Daniel M. Keller, PhD

March 24, 2015

NICE, France — Using an unbiased approach to investigate biomarkers in cerebrospinal fluid (CSF) from patients with parkinsonian symptoms, a study was able to differentiate patients with Parkinson's disease (PD) from healthy controls and from those with atypical parkinsonian syndromes (APS), which include progressive supranuclear palsy (PSP), multiple system atrophy (MSA), and corticobasal syndrome (CBS).

Presenting his work here at the AD/PD 2015: International Conference on Alzheimer's and Parkinson's Diseases, Johan Gobom, PhD, from the University of Gothenberg, Sweden, explained that by looking at all proteins in the CSF, rather than by looking for specific ones a priori, a wide picture of differences between disease groups emerged.

He used isobaric labeling of the proteins, a mass spectrometry (MS) technique that allows not only identification of peptides but also information about the relative quantities of the peptides in a sample during liquid chromatography-MS analysis. "This identified some 5000 peptides in our samples, and it came from about 700 proteins," he said.

The study was divided into an initial discovery phase of the technique and a validation phase. A total of 28 CSF samples were obtained from healthy controls; 26 from patients with PD; and 82 from patients with APS who had PSP, MSA, or CBS. About half of each sample set was used in the discovery phase and half for validation.

Using OPLS-DA (orthogonal projections to latent structures-discriminant analysis) statistics to analyze the large data sets, Dr Gobom could differentiate APS CSF from healthy control samples with 100% sensitivity and 70% specificity.

"Typical Parkinson's patients, they fall in between the healthy controls and the APS, which probably reflects the slower and less widespread neurodegeneration in the typical Parkinson's patients," he said. "There are many proteins that underlie this group separation."

He found some of the largest differences between groups in the proteins involved in acute phase signaling and in inflammatory proteins.
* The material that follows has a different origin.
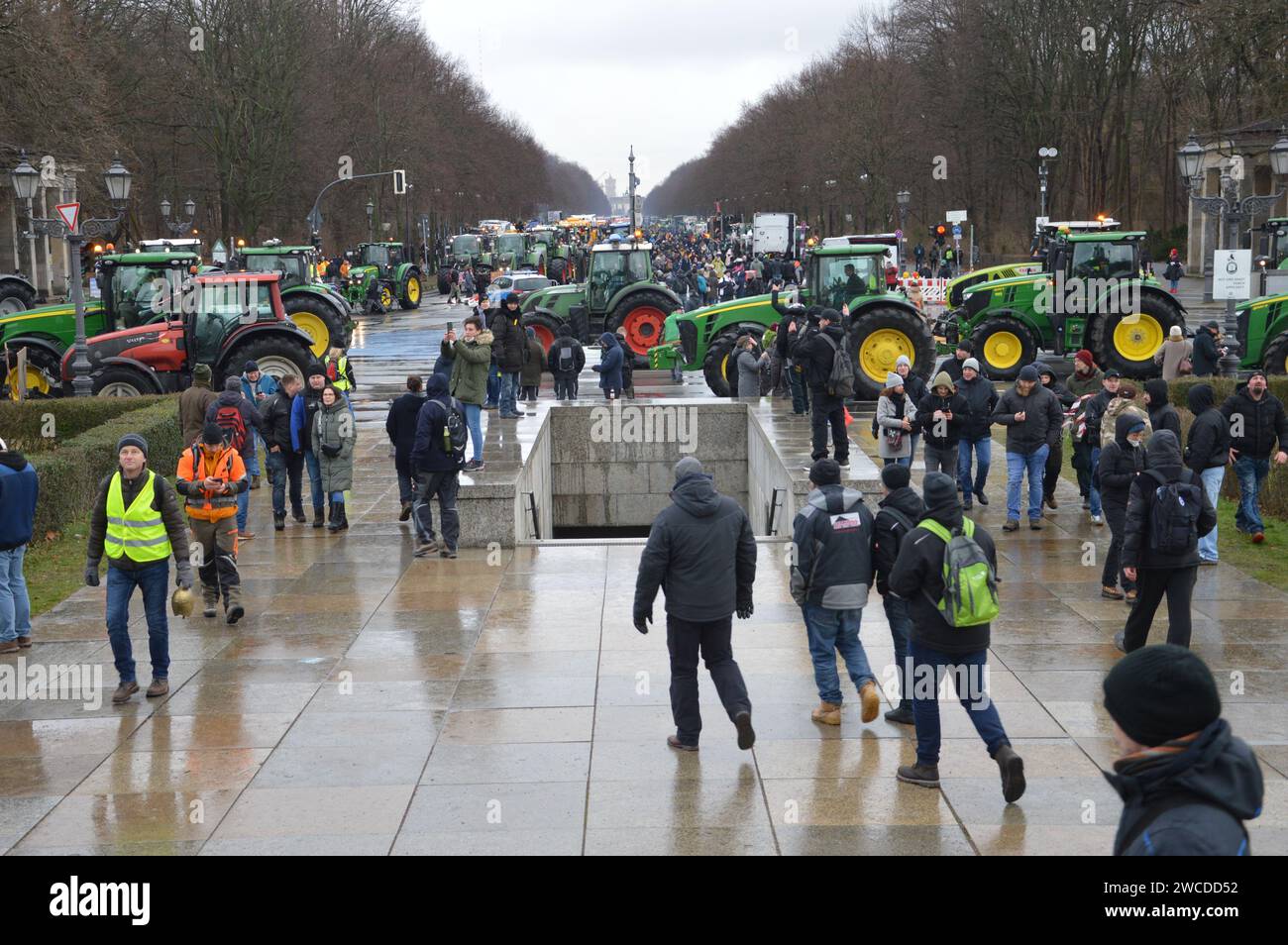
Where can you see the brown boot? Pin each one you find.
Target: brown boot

Complement component C7 and α-1-antichymotrypsin concentrations were lowest in healthy controls, intermediate in PD, and highest in APS. Complement component 7 was lowest in healthy controls but about equally elevated in the CSF from patients with PD and APS. Dr Gobom said that inappropriate activation of the complement system may contribute to disease.

Several neuronal and synaptic proteins were highest in the healthy control samples, intermediate in PD, and lowest in APS. Among these were neuronal pentraxin receptor, neuronal pentraxin-1, and amyloid precursor protein.

Technical Problems

Session moderator Irina Alafuzoff, MD, PhD, professor of neuropathology at Uppsala University in Sweden, commented to Medscape Medical News that Dr Gobom's approach and findings could have important clinical utility.
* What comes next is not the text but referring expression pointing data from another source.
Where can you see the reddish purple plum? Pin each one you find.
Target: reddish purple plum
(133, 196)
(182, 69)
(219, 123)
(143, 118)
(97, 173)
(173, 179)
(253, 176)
"It's may be difficult technically today, but if you solve all the technical problems it might be of interest," she said. "Both PD and atypical PD are difficult diseases to diagnose, and there are always those which will be also impossible to identify."

She mentioned some of the limitations of this small study. "You had the PSP, and then PD, and controls, and from neurodegenerative points they are different diseases. So what they need is more cases, and they need postmortem verification," she said.

Dr Gobom said he plans to "dig deeper into the CSF proteome" and to establish targeted assays for the identified candidate biomarkers that can distinguish the different conditions.

There was no commercial funding for the study. Dr Gobom and Dr Alafuzoff have disclosed no relevant financial relationships.

AD/PD 2015: International Conference on Alzheimer's and Parkinson's Diseases. Abstract #256. Presented March 19, 2015.